Dobbiamo superare soprattutto una problematica di tipo culturale ed una scarsa conoscenza delle potenzialità di un continente con 54 Stati. L’Africa, per diverse ragioni, può rappresentare una concreta opportunità nei prossimi anni. È innanzitutto un continente giovane, un continente con circa il 70% della popolazione al di sotto dei 30 anni e con un livello di istruzione in costante crescita. La popolazione africana è previsto raddoppi fino a raggiungere 2,5 miliardi di persone entro il 2050. Un continente che può diventare una grande opportunità se riusciremo a costruire un sistema di relazioni che coinvolga la diaspora oggi presente in Italia e che in gran parte potrebbe essere interessata a rientrare nei Paesi di origine. Per questo dobbiamo anche pensare a progettualità formative rivolte ai giovani africani presenti all’interno delle imprese italiane affinché possano divenire figure di collegamento con il tessuto economico dei Paesi di origine, una sorta di “ambasciatori” del nostro sistema economico.
Per noi, come Italia, il rapporto con l’Africa è strategico. Il rischio è quello di rimanere fuori dalle catene di approvvigionamento. Come ben descrive Parag Khanna in Connectography, quando parla di supply chain come un «ecosistema completo di produttori, distributori e venditori che trasformano materiale grezzo (dalle risorse naturali alle idee) in beni e servizi erogati alla gente in qualsiasi parte del mondo». Questo è il rischio e per questo dobbiamo investire, ponendo le questione africana al centro delle nostre politiche.

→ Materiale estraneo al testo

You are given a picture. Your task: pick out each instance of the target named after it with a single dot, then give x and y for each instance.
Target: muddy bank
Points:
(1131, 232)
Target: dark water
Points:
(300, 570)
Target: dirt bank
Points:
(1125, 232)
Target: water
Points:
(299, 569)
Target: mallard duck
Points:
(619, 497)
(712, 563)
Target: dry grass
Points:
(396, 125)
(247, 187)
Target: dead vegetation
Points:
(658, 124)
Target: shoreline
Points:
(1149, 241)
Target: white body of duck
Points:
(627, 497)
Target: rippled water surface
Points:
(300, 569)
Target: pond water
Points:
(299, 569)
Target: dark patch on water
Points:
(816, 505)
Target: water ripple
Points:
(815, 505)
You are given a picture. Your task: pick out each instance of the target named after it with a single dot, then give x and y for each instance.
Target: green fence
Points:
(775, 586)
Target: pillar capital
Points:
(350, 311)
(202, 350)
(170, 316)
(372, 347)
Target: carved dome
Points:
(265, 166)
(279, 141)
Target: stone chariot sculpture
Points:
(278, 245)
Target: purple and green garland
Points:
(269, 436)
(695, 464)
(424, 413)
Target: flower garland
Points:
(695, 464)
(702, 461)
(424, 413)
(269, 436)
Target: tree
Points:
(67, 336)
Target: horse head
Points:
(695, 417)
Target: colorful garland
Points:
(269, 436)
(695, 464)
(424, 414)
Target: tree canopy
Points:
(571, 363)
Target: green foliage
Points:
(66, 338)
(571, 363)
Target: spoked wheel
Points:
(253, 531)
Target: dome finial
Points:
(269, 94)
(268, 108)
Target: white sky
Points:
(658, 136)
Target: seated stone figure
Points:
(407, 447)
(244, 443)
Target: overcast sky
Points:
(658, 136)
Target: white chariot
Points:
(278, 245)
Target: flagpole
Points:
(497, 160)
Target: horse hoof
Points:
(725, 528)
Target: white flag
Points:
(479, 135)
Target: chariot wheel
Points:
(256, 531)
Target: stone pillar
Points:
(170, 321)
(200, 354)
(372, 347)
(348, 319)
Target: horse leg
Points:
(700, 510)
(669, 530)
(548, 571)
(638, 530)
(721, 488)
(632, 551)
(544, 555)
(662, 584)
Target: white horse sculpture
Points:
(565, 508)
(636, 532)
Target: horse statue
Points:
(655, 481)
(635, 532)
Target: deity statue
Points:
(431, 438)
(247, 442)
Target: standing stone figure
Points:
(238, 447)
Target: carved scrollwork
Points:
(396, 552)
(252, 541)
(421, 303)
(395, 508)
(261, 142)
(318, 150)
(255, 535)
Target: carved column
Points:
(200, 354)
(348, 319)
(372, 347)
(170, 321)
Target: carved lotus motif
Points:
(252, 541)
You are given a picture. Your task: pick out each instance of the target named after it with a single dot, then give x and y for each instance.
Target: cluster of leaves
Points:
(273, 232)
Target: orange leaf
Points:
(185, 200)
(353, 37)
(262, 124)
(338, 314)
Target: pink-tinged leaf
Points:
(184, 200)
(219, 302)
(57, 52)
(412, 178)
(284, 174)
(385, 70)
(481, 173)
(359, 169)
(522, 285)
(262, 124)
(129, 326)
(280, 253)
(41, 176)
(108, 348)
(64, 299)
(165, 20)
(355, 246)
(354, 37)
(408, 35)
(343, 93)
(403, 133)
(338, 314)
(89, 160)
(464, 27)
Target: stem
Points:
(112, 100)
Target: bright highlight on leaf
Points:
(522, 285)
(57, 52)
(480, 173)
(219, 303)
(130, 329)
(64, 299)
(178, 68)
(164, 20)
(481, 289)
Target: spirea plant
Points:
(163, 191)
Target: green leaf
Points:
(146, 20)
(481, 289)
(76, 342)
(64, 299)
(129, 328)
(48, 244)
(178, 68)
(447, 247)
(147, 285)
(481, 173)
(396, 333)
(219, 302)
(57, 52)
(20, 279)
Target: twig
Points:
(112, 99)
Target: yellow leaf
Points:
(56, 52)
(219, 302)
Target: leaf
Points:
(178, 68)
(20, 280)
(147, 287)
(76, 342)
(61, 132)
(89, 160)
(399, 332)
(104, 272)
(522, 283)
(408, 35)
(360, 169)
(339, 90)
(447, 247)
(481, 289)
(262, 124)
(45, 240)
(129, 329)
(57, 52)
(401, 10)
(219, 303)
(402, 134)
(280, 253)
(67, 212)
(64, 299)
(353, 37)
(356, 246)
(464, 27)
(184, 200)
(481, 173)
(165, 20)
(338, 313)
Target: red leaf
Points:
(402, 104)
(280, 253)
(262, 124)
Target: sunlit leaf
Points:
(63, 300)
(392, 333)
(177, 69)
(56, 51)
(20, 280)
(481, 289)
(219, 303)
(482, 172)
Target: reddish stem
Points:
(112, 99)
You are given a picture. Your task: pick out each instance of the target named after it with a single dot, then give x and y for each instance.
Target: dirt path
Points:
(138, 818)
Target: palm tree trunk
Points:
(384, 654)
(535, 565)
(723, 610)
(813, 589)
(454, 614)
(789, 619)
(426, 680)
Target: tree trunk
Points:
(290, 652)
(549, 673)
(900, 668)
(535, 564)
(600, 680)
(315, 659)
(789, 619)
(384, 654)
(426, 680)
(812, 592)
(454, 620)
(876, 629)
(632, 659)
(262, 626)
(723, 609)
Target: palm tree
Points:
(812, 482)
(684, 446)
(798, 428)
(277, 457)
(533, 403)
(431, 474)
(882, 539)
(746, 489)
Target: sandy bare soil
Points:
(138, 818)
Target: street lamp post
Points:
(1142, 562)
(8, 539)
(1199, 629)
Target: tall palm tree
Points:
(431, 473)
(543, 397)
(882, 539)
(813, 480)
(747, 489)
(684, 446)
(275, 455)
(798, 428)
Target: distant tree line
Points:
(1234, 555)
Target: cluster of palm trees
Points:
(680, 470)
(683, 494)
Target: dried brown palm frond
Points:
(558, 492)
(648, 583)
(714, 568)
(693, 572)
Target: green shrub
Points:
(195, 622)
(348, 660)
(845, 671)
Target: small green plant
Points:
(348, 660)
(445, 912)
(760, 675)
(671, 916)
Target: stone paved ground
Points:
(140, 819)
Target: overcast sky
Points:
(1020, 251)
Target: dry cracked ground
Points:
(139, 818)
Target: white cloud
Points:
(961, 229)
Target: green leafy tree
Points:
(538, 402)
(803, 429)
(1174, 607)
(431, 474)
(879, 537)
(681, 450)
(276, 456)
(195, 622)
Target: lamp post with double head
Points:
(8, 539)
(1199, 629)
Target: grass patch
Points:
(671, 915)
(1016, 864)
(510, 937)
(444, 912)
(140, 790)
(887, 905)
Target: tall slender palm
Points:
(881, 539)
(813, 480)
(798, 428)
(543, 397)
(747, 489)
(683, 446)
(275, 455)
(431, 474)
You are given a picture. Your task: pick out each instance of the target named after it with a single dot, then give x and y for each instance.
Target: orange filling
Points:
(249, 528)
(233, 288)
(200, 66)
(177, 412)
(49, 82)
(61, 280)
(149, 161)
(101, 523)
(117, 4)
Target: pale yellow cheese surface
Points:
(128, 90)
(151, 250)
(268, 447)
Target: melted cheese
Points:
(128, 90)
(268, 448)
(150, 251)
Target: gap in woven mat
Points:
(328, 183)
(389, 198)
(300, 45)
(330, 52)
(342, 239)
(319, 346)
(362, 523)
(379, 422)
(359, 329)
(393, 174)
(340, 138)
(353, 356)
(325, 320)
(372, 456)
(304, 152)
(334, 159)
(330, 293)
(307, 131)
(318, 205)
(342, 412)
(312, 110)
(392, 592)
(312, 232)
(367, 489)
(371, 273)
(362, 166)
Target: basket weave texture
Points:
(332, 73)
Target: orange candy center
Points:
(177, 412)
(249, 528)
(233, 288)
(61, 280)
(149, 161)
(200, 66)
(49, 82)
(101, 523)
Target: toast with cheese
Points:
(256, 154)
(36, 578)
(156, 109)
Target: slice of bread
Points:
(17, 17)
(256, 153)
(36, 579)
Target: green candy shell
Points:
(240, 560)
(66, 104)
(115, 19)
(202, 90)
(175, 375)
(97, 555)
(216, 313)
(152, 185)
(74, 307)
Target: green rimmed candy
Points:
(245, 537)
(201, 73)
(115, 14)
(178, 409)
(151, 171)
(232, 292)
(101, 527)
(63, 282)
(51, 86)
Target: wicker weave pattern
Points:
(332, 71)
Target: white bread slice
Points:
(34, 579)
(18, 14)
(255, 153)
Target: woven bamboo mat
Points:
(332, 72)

Dobbiamo individuare una visione che contempli il tema dei flussi migratori e quello della crescita. In quest’ottica voglio ribadire un dato che la nostra vicepresidente nazionale ha citato ieri [mercoledì 17/10, ndr] nella conferenza d’apertura: come CNA associamo circa 2.500 imprenditori di origine africana che si sono trasferiti in Italia, complessivamente sono circa 12.000 gli imprenditori di origine extracomunitari associati a CNA. Questi sono una vera e propria risorsa poiché sono in grado di sintetizzare e mettere in relazione culture, modi di vivere e soprattutto sistemi imprenditoriali diversi tra loro.
Dobbiamo inoltre utilizzare al meglio le risorse previste dalla Legge sulla cooperazione attraverso progetti con fondamenta di sostenibilità, che pongano al centro il ruolo che può essere giocato dalle PMI.